CHAPTER XXIV.

GIANTS AND DWARFS.

“Have dwarfs and giants ever really existed?”

“Only so long as no traveller penetrated the countries they were supposed to inhabit,” would be the reasonable reply. For since the globe has been explored in all directions, and tourists are compelled to be more measured in their narratives, travellers’ wonders are greatly diminished.

A belief in the existence of nations of giants and dwarfs was, however, long entertained; one of the many errors bequeathed to us by antiquity, and adopted by modern credulity.

The ancients had their Titans and Cyclops; of whom Polyphemus, the most towering, was three hundred feet high; while we moderns, more moderate, allow only ten feet to the Patagonian. From the period the Magellan regions became better known, their proportions were still further reduced; and we now allow only an average of seven feet. Credulity, distance, and the love of the marvellous, tend greatly to the exaggeration of such allotments.

The Bible, like mythology, has its giants; but in most cases, they are exceptional; and it is undeniable that nature often digresses, and produces individuals differing in stature from the ordinary standard of mankind.
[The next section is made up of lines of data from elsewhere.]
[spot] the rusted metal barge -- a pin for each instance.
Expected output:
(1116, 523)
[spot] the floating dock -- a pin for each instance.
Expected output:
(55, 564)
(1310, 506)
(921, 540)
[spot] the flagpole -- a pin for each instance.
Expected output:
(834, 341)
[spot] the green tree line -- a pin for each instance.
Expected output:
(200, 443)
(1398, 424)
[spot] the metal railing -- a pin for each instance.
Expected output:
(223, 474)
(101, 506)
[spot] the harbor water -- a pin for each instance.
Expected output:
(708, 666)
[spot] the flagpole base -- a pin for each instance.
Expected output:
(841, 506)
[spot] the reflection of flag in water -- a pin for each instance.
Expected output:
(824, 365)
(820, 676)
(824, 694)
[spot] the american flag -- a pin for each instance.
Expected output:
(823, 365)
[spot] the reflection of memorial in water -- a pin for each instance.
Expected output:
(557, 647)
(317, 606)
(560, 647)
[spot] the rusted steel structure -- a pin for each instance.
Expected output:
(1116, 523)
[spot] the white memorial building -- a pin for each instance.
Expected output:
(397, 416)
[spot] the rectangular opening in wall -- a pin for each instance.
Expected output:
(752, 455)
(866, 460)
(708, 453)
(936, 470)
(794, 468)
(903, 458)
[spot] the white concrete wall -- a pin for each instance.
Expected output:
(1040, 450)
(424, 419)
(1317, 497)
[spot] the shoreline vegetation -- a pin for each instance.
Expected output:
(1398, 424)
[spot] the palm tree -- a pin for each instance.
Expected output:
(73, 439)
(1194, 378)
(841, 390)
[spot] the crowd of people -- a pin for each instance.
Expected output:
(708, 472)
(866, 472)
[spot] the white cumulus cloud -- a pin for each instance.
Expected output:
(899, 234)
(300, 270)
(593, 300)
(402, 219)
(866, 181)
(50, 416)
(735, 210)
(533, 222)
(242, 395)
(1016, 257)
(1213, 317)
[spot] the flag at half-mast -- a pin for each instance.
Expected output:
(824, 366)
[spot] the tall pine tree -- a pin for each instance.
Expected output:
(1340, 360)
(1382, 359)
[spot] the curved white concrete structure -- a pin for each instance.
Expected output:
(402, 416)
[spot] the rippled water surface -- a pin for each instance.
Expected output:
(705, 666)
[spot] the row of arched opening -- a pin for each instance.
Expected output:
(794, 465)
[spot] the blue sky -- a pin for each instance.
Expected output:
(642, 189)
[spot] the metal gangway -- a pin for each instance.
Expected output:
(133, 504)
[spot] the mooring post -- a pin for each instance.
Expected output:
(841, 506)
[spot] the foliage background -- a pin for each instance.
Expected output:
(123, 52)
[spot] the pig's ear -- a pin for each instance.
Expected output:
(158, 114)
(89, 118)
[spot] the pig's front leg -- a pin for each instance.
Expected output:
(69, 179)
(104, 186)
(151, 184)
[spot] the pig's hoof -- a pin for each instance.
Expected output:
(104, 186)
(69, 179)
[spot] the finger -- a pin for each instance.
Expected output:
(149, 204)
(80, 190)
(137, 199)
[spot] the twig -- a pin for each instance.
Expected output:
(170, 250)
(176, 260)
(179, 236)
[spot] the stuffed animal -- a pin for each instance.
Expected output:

Most people have heard of Bébé, the famous dwarf of the King of Poland, who came to Paris in the early part of the Consulate; and of Friand, the giant, whose height exceeded seven feet two inches. But these two were exceptions, not the types of a race. Excepting the Greenlanders, Laplanders, and Samoyedes, there is little variation of stature among the different populations of the globe, certainly not more than a tenth. As regards the inhabitants of the arctic regions, we must bear in mind that their stunted proportions are in harmony with the rigid, and unkindly nature of their climates; in proof of which may be cited the similarity of climate between Lapland and certain vallies of the frozen regions of Switzerland. A similar influence is manifest in the inhabitants of the two localities; the peasants of the Valais, afflicted with the goitre, having more analogy with the Laplanders than with the fine population of Switzerland.